Creating a connection to Cloudera Data Warehouse or Data Hub instance for SQL Operator

Learn how to create an Airflow connection to an existing Cloudera Data Warehouse or a Data Hub instance before running the workloads using the supported Airflow SQL Operators.

The following steps are for using the Airflow service provided with each Cloudera Data Engineering Virtual Cluster. For information about using your own Airflow deployment, see Using Cloudera Data Engineering with an external Apache Airflow deployment.

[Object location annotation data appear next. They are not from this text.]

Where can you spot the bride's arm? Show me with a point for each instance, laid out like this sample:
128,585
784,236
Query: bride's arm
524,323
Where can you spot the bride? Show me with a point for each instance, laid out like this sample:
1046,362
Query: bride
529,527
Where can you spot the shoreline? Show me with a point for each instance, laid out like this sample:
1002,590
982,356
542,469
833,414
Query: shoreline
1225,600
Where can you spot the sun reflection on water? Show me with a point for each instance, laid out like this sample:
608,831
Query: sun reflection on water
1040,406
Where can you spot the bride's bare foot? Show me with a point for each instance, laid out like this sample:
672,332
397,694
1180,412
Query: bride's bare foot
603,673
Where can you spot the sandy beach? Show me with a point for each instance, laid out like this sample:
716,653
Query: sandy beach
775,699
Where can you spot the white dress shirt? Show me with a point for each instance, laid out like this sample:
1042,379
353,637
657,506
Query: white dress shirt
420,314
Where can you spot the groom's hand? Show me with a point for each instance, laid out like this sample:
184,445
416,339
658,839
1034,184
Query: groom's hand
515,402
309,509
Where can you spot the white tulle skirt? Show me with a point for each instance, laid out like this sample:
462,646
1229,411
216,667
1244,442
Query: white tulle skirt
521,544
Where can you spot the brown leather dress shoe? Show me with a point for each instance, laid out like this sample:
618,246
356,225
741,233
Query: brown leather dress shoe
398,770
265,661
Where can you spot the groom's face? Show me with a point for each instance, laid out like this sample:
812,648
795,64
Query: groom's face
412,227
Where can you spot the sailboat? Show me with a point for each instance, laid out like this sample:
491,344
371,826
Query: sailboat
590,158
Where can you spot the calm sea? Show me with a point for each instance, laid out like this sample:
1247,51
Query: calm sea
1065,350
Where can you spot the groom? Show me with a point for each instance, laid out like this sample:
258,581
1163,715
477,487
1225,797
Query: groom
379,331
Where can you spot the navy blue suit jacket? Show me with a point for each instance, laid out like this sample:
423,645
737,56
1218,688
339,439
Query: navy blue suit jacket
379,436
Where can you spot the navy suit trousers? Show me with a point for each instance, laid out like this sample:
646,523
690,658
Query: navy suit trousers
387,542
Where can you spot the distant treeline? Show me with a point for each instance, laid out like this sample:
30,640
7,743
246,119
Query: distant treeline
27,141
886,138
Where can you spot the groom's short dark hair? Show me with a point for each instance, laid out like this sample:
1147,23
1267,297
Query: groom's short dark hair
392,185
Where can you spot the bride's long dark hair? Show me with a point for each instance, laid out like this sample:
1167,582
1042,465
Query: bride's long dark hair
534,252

To determine the Cloudera Data Warehouse hostname to use for the connection, perform the following steps:

  1. In the Cloudera Data Platform (CDP) management console, click the Data Warehouse tile and click Overview.
  2. In the Virtual Warehouses column, locate the Hive or Impala warehouse you want to connect to.
  3. Click next to the selected Warehouse, and then click Copy JDBC URL.
  4. Paste the URL into a text editor, and make note of the hostname and the httpPath.
    For example,
    jdbc:hive2://hs2-aws-2-hive.env-k5ip0r.dw.ylcu-atmi.cloudera.site/default;transportMode=http;httpPath=cliservice;ssl=true;retries=3;
    In this JDBC URL, the hostname is hs2-aws-2-hive.env-k5ip0r.dw.ylcu-atmi.cloudera.site and the httpPath is cliservice.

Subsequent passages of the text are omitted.